Oberbürgermeister Christian Schuchardt. Foto: Pascal Höfig
Oberbürgermeister Christian Schuchardt. Foto: Pascal Höfig

Christian Schuchardt will AFD wegen Volksverhetzung anzeigen

Würzburgs Oberbürgermeister Christian Schuchardt kündigte am Donnerstagabend in einem Facebook-Posting an, die AFD anzuzeigen. Grund hierfür seien Äußerungen des AFD-Kreisvorsitzenden Herold Peters-Hartmann und Stellvertreter Silvio Kante in einem Youtube-Video des Kanals „MuslimTvDe“. Inhalt war ihre Haltung zu Muslimen und Juden. Kontakt habe Schuchardt bereits mit der Polizei aufgenommen, heute wolle er Anzeige wegen Volksverhetzung erstatten.

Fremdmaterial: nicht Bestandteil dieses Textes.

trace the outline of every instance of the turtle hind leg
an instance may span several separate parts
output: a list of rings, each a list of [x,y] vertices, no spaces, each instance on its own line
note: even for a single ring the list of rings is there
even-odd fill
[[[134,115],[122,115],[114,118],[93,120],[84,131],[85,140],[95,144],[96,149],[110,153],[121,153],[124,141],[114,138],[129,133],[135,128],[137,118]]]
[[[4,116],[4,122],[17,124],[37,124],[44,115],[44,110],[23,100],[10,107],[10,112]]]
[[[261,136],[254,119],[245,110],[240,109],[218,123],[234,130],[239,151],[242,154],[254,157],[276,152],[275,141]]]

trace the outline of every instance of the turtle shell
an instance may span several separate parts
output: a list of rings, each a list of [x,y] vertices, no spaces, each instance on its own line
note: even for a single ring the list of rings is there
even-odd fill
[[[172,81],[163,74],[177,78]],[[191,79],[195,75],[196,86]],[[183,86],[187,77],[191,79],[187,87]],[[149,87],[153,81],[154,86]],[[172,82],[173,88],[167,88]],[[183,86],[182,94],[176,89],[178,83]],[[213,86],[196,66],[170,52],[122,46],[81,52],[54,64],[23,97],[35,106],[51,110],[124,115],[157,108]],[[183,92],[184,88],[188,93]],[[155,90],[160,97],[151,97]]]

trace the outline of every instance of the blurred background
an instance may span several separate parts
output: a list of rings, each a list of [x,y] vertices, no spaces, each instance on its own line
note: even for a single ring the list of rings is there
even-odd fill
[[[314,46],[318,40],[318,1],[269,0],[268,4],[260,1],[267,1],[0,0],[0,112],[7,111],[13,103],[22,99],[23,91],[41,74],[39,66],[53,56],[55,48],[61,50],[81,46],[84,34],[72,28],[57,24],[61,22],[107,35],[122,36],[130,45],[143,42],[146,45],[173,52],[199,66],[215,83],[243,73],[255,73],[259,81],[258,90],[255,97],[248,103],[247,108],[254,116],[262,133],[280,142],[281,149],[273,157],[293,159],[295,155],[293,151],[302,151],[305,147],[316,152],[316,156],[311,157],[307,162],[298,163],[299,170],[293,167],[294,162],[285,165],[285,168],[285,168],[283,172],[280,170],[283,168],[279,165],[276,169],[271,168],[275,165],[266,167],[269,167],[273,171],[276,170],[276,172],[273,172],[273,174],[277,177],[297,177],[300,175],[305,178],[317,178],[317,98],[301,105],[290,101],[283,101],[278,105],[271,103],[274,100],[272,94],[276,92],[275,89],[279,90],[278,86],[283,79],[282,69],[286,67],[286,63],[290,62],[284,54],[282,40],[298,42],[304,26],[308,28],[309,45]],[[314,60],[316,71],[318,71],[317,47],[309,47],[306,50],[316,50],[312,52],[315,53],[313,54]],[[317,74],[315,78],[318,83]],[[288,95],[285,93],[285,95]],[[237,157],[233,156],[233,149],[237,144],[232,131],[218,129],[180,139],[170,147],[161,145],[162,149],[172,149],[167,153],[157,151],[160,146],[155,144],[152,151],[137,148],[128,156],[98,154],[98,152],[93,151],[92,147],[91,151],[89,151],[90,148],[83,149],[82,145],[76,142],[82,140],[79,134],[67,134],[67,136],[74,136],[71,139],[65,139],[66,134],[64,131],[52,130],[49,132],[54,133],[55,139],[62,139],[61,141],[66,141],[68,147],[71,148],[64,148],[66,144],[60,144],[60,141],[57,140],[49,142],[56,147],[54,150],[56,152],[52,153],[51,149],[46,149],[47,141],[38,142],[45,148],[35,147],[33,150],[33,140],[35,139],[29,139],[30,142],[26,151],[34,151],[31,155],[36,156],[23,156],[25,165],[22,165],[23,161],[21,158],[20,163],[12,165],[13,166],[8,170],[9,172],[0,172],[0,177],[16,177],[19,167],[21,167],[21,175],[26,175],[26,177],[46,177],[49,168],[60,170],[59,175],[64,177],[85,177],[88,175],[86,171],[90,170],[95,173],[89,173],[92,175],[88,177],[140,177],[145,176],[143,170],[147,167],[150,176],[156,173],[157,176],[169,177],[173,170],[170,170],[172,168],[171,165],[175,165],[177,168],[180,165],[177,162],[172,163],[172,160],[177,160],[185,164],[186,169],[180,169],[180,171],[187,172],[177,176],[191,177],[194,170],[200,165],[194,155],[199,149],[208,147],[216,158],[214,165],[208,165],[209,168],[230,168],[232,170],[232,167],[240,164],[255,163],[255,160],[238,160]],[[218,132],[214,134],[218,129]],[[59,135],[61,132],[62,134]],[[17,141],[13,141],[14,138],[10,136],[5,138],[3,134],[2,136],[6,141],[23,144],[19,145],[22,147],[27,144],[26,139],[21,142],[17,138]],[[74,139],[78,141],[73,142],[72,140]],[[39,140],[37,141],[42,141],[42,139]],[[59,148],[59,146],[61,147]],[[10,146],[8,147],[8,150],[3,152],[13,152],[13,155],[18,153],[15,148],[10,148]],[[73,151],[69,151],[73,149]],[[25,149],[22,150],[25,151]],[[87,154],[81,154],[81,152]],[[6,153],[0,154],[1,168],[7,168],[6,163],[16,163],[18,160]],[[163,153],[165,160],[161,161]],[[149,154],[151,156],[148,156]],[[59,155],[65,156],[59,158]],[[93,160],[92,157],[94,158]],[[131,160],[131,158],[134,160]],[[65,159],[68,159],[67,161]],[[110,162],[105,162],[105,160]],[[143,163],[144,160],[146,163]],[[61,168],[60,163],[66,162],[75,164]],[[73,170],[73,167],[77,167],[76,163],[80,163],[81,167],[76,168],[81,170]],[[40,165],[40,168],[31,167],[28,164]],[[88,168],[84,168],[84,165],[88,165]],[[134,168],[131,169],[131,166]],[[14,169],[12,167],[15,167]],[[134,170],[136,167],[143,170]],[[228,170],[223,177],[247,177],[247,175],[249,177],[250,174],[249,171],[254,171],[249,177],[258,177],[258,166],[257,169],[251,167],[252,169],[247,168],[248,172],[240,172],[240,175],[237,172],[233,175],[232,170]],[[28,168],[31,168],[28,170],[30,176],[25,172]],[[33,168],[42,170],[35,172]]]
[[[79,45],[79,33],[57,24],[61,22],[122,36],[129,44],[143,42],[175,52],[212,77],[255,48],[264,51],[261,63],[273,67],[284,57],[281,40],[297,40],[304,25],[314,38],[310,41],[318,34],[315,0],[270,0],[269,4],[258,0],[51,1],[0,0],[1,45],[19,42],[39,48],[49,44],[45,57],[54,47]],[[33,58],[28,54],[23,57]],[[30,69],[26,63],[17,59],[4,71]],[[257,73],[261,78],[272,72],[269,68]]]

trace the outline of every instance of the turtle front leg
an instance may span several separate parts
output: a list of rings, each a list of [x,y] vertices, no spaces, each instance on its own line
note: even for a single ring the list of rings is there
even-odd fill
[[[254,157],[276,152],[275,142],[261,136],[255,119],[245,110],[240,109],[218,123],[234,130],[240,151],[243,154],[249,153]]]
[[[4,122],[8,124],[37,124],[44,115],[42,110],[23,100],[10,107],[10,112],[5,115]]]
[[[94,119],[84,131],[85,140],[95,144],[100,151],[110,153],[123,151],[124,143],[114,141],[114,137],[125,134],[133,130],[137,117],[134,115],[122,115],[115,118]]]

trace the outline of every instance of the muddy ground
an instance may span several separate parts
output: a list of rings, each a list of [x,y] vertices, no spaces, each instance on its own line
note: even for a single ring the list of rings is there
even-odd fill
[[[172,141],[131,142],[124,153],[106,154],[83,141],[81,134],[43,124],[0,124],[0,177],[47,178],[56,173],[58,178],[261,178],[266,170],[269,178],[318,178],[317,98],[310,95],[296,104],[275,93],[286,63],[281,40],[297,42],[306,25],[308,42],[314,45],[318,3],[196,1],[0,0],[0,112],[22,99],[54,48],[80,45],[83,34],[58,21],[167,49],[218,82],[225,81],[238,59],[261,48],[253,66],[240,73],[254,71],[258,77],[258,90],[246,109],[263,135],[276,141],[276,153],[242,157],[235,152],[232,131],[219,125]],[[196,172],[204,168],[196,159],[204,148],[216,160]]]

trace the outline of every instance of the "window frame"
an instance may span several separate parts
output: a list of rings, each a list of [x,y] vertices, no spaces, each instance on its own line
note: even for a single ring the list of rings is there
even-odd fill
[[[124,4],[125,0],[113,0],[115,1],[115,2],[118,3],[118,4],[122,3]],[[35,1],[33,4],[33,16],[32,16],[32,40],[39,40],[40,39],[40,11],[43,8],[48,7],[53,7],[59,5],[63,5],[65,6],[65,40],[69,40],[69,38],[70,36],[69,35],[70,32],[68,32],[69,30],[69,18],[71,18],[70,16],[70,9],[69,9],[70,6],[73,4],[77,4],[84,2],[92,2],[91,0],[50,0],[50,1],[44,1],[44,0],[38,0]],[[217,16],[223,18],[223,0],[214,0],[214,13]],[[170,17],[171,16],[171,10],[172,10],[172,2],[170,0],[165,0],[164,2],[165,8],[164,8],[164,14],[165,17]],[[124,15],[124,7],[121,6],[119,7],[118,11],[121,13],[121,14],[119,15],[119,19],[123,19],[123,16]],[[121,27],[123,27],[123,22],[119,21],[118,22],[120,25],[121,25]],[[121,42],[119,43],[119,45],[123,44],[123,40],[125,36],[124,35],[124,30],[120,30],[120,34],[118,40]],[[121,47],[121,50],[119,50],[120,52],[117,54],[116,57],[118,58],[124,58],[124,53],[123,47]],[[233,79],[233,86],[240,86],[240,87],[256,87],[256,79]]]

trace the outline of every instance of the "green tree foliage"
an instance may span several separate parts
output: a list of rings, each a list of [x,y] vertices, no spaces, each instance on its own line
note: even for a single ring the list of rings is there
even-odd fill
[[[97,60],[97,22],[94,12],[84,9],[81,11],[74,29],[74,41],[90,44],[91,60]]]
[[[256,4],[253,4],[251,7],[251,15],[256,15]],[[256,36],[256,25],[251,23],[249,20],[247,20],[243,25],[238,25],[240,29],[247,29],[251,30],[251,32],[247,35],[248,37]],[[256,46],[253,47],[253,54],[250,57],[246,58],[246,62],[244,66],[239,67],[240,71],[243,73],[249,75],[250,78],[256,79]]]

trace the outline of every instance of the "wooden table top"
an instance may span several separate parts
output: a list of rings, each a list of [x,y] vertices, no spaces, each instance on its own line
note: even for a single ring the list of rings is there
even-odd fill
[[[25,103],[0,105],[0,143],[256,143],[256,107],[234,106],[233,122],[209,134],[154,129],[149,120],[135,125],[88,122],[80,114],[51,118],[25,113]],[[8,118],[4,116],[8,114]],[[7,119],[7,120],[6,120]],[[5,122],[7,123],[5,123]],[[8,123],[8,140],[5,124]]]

„Nur bestimmte Gruppen angesprochen“

„Die Islamhetze der AFD – wohin Hass führen kann“ ist das Thema des Videos auf dem Youtube-Kanal „MuslimTvDe“. Hier unter anderem zu sehen: Ein Stand der AFD am Sternplatz in Würzburg. Muzafar Mehmood konfrontiert die AFD-Stadtratskandidaten mit seinen Fragen. „Ich hab mir das Parteiprogramm angeschaut“, so Muzafar zu Herold Peters-Hartmann und Silvio Kante, „und ich sehe ein Problem mit dem Islam-Bild, für das die AFD sich einsetzt“. „Wie ist denn deine Meinung dazu?“, entgegnet Silvio Kante darauf. „Ich finde, dass das so nicht in Ordnung ist, in Deutschland leben 5 Millionen Muslime und dass man damit alle stigmatisiert und in ein bestimmtes Licht rückt, ist nicht okay“, sagt Muzafar darauf. „Das wird nicht getan. Es werden nur bestimmte Gruppen angesprochen“, verteidigt sich Herold Peters-Hartmann. Gauland meine damit aber nicht Salafisten oder Extremisten, so Muzafar, sondern Muslime – was die Gesellschaft spalten und für Unruhe sorgen würde.

„Homogenes Volk wäre ein Traum“

Im weiteren Verlauf des Gesprächs erläutert Peters-Hartmann das Problem Deutschlands aus der Sicht der Partei. „Wir haben hier drei Blöcke: Einmal wir, die Christen, dann nochmal einen Block, der sehr viel Einfluss hat.“ Und das seien die Juden, so Peters-Hartmann, „und dann haben wir die Muslime. Das müssen wir unter einem Hut bringen“. „Macht das nicht unsere Demokratie aus?“, hakt Muzafar nach, „Dass wir alle nicht ein homogenes Volk sind und alle gleich denken und dieselben Ansichten haben?“. „Ein homogenes Volk, das wäre der Traum“, entgegnet der AFD-Vorsitzende von Würzburg.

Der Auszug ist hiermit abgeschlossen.